After that, the seizures stopped. And sleep was optional, he says. It's not insomnia either. At night, his eyelids don't droop. Instead, he's invigorated and ready to hone in on his work. "I write all through the night," he says. "And I read everything I can get my hands on. I like novels. I just finished Kaffir Boy. It's about a young kid in apartheid South Africa."
He sang in the choir in school and learned to play the trumpet and drums. English and history were his favorite subjects, but drawing and writing poetry were his true passions. Black has been scribbling in his notebook since childhood.
"I was writing how I just felt about things and maybe if I thought a girl was cute. I was a pretty shy kid."
Since the coma, his mother has been overprotective. She has always been supportive of his music but thought it was a phase. "Like when I told her I wanted to be an astronaut," he jokes.
It wasn't a phase. At Booker T. Washington Senior High, Black and other students would throw rap battles in the courtyard. Growing up in Overtown, he'd meet other musicians, like Fudakochi Narcisse, a soulternative artist, and Dank, another rapper who still works with Black today. Friends began calling him "Hound" because he would hound other rappers to perform with him or offer criticism.
"We'd follow some of the older guys and hang out with them," Black recalls. "They'd listen and tell me: 'You got talent.'?"
After graduating from high school, Black enlisted in the Navy. He spent the next five and a half years as a plane captain working in Virginia Beach.
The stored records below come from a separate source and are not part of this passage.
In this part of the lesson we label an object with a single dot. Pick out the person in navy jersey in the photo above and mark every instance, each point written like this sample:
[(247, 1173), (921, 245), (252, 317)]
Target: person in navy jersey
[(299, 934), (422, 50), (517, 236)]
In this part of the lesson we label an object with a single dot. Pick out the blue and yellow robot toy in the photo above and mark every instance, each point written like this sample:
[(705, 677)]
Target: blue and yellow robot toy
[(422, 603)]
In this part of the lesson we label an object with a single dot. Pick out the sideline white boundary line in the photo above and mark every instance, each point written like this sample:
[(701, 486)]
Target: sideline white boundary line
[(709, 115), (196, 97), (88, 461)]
He met people from all over. "It gives you a broader perspective and that what goes down in your community doesn't happen everywhere," he says.
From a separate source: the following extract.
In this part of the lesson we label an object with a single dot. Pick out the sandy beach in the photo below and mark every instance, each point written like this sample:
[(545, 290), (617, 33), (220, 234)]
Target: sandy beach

Even in the Navy, Black couldn't stop rapping. Working on an aircraft carrier was emotionally grueling — he witnessed a friend's decapitation in an accident involving a helicopter and watched a colleague thrown limp across the ship's deck by a plane propeller. Black slinked into his music to cope. On good days, he even competed in battles with bunkmates.
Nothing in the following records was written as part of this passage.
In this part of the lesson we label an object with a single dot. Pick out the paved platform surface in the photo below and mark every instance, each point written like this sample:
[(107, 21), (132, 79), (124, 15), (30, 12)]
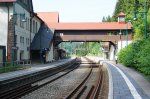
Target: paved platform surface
[(34, 68), (126, 83)]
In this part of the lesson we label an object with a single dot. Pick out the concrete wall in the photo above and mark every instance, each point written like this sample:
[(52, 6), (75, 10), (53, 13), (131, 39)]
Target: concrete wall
[(4, 23), (23, 45), (50, 54)]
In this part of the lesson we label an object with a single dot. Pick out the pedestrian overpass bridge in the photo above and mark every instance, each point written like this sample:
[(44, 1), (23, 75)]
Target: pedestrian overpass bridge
[(118, 34)]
In 2004, Black returned to Overtown. He released six albums over the next six years. He didn't have money to hire a producer and instead wrote over others' beats. He released Nation's Nightmare in 2010. That year, he also produced a music video for his single "Gun Play," a track about police brutality in Overtown.
Despite the initial buzz, the album wasn't profitable, and Black moved to Central Florida for college. He studied music business.
After graduating, he was more dedicated to his music than ever. He listened to the criticism from his earlier songs. "They said I sounded too angry or monotone, that I wanted to hurt you," Black says. "That wasn't it at all. I wanted people to listen, to feel something important. No one was listening."
Now he believes they are. Black has released three albums since 2014. He hired a producer and even sells merchandise like hats and T-shirts through a company he founded, Ghetto Geekz. He's branching out and trying to write children's books and develop videogames. "Last year I felt like I got it, that I found my lane and niche."
Breaking out in Miami is especially difficult, he says. When he has performed in other cities, like Atlanta and Tallahassee, he has received immediate praise; promoters have asked him to extend his trips to perform more. "Miami is a party city that's obsessed with EDM," he says. "I can't expect clubgoers to stop what they're doing and listen to my tracks. It's a different vibe here."
Yet Black doesn't think he'll leave Overtown anytime soon. To him, it's home. Even if that means keeping a day job.